Et comme il dit : "Je ne suis plus sous emprise de toi, je ne
suis plus triste et désolée".
Désolée mon ami.
Je ne peux pas promettre que tu cesseras à jamais de me manquer,
la nostalgie s'emparant parfois trop de la mémoire pour la remodeler
selon les humeurs du moment.
Je ne peux pas non plus dire que je suis ou que je serai capable
de te détester malgré toutes ces larmes que tu m'as fait verser, et
que je verserai sans doute pour toujours en pensant à ce que tu m'as
pris en terme de temps, de confiance, d'humiliation. En pensant que, comme Vanessa Springora, je suis désormais un jouet cassé.

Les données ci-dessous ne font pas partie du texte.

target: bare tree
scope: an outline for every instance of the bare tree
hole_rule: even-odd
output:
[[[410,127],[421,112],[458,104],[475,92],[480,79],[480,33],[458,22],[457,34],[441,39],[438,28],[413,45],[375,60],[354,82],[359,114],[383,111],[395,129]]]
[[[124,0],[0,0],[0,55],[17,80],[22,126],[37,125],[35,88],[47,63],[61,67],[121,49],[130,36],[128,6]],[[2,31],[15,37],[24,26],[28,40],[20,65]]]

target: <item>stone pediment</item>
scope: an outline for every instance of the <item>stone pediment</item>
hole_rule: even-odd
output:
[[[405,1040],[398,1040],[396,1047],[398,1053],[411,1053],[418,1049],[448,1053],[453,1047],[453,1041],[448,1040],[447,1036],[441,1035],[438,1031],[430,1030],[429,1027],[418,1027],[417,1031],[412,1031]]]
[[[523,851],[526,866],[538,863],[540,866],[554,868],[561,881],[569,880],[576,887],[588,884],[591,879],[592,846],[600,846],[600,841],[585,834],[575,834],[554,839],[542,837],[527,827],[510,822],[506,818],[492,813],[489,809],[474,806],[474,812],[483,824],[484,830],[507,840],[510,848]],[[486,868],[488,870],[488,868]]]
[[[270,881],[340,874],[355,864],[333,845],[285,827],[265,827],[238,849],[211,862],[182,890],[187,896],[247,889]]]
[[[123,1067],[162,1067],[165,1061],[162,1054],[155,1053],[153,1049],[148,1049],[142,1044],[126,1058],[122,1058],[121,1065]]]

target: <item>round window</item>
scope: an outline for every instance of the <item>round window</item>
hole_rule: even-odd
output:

Toi qui m'a dit avec un sourire entendu que si je parlais de tes
gestes envers moi, non annoncés, non consentis, "malheureusement
dans la société machiste dans laquelle on vit" mes propos se
retourneraient plus contre moi que contre toi.
Pourtant je ne peux plus et ne veux plus jouer à devenir ta
vision de Dorian Gray sous tes conseils et tes paroles expertes.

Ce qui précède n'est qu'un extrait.